Experimentally, it was difficult to put the results in context or understand what was done:

What is the random baseline on each task? I assume Table 1 is accuracy? Wouldn’t precision/recall make more sense for a low-frequency detection task like detecting fraudulent transactions? Especially since no steps were taken to address data imbalance. The results suggest STEP is much, much worse than TabBERT or FATA-Trans on the credit card data (19x the error), but the way the results are presented do not make this very clear, nor suggest what is going on (does STEP predict “non-fraudulent” in all cases? We don’t know from Table 1).
How are the error bars determined in Table 1?
It seems like STEP is very sensitive to the things that give it unique capabilities. E.g., when randomizing, the error rate on the credit card data increases significantly. Also, Section A.1.1 shows that STEP with partial masking is worse than the baselines across all tasks. This sensitivity isn’t really explained in the paper. The brittleness of prior work is emphasized in the paper abstract, but STEP also seems hard to recommend for use out-of-the-box.

Also, as this is event stream prediction, it’s notable there is no evaluation of predicting the inter-arrival times of events:

How accurately can STEP predict time-to-event? How important is time as a feature? What if you removed it entirely?
What do you lose by not knowing the absolute time? (e.g., not knowing whether an event occurs on a weekend or not)
Is 32-bins enough for numeric data? What about 64? Or 16?

Some other natural questions are not considered or not explained clearly:

“We came to these hyperparemeters [sic] through trial and error across multiple runs” – but there’s no mention of a separate dev/validation set for hyperparameter tuning. Did you tune the HPs on the test data?
You mention “Event Stream GPT (ESGPT), an open-source library designed to streamline the end-to-end process for building GPTs for continuous-time event sequences” – but can’t we just use ESGPT as the baseline for event stream prediction? Why do we need STEP, another baseline? Does STEP work better than ESGPT for some reason?
Transformers are known to be very “data-hungry”. How does accuracy here depend on the amount of training data?
Why does this method improve over the prior art on ELECTRONICS and MOVIES? Are we sure we used the exact same train/test splits?
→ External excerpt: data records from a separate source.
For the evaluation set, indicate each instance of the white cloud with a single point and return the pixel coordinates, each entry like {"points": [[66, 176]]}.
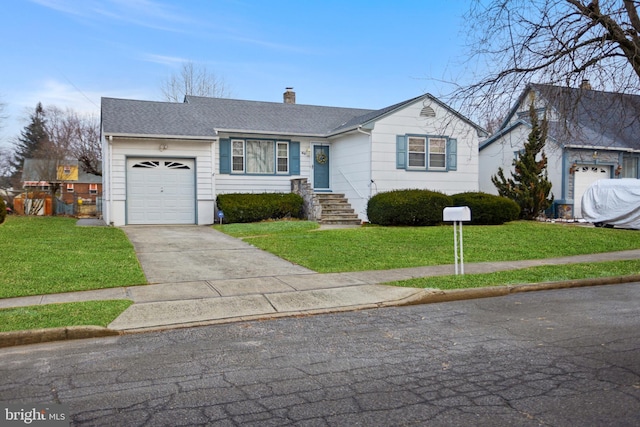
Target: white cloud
{"points": [[163, 59], [143, 13]]}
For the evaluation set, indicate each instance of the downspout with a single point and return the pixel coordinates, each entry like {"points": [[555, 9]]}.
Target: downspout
{"points": [[106, 183], [359, 129], [370, 151]]}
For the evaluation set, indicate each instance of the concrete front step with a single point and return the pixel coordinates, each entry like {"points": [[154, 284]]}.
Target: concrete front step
{"points": [[341, 221], [337, 210]]}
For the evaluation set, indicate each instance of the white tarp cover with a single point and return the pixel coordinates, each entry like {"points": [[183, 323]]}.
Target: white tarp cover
{"points": [[613, 202]]}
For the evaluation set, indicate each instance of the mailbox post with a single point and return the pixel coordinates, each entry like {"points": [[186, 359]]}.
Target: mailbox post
{"points": [[457, 214]]}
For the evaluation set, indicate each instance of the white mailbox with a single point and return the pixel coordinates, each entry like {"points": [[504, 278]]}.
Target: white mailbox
{"points": [[455, 214]]}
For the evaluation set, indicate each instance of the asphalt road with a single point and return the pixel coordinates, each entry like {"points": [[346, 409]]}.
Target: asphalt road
{"points": [[552, 358]]}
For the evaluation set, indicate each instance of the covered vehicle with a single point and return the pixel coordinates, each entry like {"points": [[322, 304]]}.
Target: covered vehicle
{"points": [[613, 203]]}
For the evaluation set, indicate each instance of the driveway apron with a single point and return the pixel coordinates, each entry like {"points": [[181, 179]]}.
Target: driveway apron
{"points": [[172, 254]]}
Did they really both use exactly length-10 sequences, the same as in this work? Do we use the same data splits?
How could we handle predicting a label on an event based partly on future events? E.g., say someone purchased jewelry with the credit card (maybe fraud?) and then next they purchase a coffee, then got a subway token, etc. Could those future purchases be used to influence our assessment of the jewelry purchase?

The paper is also a bit disorganized. For example, the baseline systems are described in the methodology section, but not in experimental details, except the Llama baseline, which is introduced in “Results”. Data preprocessing is mentioned in 3.3 but also the same example is used in 4.2. So I found myself having to jump around a bit to get the details. It took me a long time to go back and find where the paper mentions that it uses “time since last event” rather than the absolute timestamp (it wasn’t in 3.1 and 3.2, which discuss encoding time, but rather it was in 4.2).

Finally, I find this work lacks an understanding of what an autoregressive generative model is, i.e., a joint model over the data, factorized in a certain manner. Autoregressive transformers are just used here as a tool. So it’s a very applied solution. A more theoretical understanding could help connect things here to prior generative models. E.g., the idea of being able to impute missing data in different orders has been explored before – e.g., it’s similar to what is done in MADE/NADE – See Uria et al., https://arxiv.org/abs/1310.1757 for the re-orderings, also used in MADE, Germain et al., https://proceedings.mlr.press/v37/germain15.html.

Things that do not affect the review scores:

Normally figures in papers are so small, but here it seems like Figure 4 is unnecessarily large
Regarding the synthetic credit card data, in the TabGPT paper it says, “the transactions are created using a rule-based generator where values are produced by stochastic sampling techniques, similar to a method followed by [19].” But in this paper, it suggests this dataset was made via TabGPT itself: “additionally, Padhi et al. (2021) produces the widely used synthetic credit card transaction dataset by training a causal decoder on top of TabBERT (appropriately called TabGPT).” Typos start creeping up near the end of the paper:
“task of predicting if a client with with leave the bank”
“The each record is separated by a token that delineates new events within the sequence.”
“we explore how masking some or all of the prior event label during allows the model”

问题

Note quite a few questions are noted above under Weaknesses.

“Additionally, because we use a word-level tokenizer the maximum vocab size is 60000” – please explain.

5.3 – if you pass in fewer events (e.g., shorter sequence lengths in Figure 4), I don’t get why the model would predict a label at all. Like, didn’t we mask out all the labels for the first 9 events? Wouldn’t it only predict a label for the 10th event?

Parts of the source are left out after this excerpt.